Strip fields the LLM won't use (avatars, internal IDs, verbose timestamps)
Normalize repeated structures (deduplicate authors into a lookup table)
Offer a full-fidelity mode for workflows that need complete data
Document when to use which mode

Pattern 5: Proactive Warnings

When response data could cause downstream problems, warn explicitly:

if len(results) > 100:
    response["WARNING"] = "Large result set. Consider narrower filters."

if total_chars > 50000:
    response["TOKEN_WARNING"] = f"~{total_chars // 4} tokens. Consider pagination or smaller scope."

if results_written_to_external_filesystem:
    response["NOTE"] = "File written to user's machine. You cannot access it."

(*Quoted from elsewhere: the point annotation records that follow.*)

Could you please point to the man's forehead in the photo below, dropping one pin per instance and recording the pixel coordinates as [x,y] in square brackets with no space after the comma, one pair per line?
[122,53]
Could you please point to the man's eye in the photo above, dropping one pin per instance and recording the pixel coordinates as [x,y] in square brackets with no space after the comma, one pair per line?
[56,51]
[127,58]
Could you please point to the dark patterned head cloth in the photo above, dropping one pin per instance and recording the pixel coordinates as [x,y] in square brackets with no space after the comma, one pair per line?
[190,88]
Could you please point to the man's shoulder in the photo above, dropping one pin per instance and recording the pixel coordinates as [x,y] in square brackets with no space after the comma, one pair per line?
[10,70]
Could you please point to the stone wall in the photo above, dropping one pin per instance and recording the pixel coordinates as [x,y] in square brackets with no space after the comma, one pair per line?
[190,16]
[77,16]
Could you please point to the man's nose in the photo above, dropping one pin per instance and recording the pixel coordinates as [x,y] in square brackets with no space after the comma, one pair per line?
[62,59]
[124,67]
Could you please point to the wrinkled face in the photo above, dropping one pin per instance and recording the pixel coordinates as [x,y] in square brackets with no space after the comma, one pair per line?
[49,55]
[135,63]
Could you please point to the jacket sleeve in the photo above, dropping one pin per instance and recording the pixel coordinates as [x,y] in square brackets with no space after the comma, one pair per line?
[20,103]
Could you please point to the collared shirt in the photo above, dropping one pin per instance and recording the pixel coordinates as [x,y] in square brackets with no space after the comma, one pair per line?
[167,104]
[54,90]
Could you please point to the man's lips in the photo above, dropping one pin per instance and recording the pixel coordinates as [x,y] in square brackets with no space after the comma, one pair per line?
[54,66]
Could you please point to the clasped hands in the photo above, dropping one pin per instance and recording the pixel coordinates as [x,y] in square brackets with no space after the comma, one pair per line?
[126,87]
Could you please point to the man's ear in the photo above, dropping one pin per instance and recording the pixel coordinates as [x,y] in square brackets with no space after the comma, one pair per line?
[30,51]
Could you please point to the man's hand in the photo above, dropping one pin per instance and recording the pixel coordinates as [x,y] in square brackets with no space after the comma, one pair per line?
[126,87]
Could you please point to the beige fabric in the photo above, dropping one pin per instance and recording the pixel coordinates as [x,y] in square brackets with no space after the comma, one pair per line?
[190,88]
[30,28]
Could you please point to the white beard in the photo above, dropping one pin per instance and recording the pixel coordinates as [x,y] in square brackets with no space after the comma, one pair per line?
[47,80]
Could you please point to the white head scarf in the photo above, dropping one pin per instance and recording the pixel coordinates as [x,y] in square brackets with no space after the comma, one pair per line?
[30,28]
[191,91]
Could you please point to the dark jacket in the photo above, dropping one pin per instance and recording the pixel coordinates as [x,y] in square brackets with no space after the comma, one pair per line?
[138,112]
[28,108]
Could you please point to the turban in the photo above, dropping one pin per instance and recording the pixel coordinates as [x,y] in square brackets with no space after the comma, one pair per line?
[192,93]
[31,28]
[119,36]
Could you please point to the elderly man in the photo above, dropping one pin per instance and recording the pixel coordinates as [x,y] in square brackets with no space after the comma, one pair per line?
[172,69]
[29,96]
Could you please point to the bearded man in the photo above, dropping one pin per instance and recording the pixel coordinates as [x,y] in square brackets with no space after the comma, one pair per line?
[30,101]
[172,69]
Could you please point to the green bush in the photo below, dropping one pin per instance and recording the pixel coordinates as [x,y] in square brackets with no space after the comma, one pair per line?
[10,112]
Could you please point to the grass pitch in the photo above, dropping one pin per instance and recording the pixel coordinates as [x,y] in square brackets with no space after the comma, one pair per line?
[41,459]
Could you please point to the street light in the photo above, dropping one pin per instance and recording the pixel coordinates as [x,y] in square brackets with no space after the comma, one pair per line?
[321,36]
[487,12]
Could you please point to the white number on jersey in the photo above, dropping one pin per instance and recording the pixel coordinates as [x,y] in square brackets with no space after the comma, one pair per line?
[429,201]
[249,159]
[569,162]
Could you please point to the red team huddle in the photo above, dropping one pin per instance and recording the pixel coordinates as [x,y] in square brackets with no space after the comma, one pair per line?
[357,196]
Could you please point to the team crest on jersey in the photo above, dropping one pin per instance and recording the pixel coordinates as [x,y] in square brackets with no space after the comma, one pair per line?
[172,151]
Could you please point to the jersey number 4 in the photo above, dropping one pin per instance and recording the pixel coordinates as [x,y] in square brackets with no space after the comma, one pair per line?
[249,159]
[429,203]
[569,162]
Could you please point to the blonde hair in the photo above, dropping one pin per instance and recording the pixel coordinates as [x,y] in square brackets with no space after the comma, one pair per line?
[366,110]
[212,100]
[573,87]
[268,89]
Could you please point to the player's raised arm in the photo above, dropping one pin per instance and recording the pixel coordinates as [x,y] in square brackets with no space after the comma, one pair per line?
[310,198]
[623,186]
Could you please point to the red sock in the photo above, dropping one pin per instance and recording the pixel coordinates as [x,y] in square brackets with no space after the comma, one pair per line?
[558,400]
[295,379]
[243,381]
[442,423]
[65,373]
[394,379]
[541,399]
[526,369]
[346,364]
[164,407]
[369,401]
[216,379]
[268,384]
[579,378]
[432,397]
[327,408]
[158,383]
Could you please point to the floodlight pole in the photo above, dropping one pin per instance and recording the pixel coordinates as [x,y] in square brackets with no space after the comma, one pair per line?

This steers the LLM toward self-correction before problems manifest.

Implementation Checklist

A context-efficient MCP server:

[ ] Single gateway tool with action dispatch (or minimal tool count with clear separation)
[ ] discover action for on-demand capability documentation
[ ] Response-embedded guidance, scoped to returned data
[ ] Compact output by default; full fidelity opt-in
[ ] Proactive warnings for large responses, permission boundaries, token hazards
[ ] Default limits on unbounded operations (pagination, result caps)

Appendix: Embedded Skill Template

For MCP authors who want to provide skill-like guidance to consuming LLMs, structure your discover response (or documentation) like this:

## Critical Rules
- [Hard constraints - filesystem boundaries, token limits, permission scope]

## Action Selection
| Action | Returns | Use When |
|--------|---------|----------|
| list | Collection summary | Need to browse/select |
| get | Single item detail | Have specific ID |
| search | Filtered results | Need subset matching criteria |
| export | File path (external) | User wants local copy |

## Parameter Reference  
| Param | Default | Notes |
|-------|---------|-------|
| compact | true | false when IDs needed for follow-up calls |
| limit | 50 | Cap results; use pagination for more |

## Common Workflows
**[Workflow name]**: step 1 → step 2 → completion criteria

## Output Modes
- compact (default): [what's included], use for [scenarios]
- full: [what's added], use for [scenarios]

This gives LLMs enough information to use the tool correctly without external prompts that drift from actual behavior.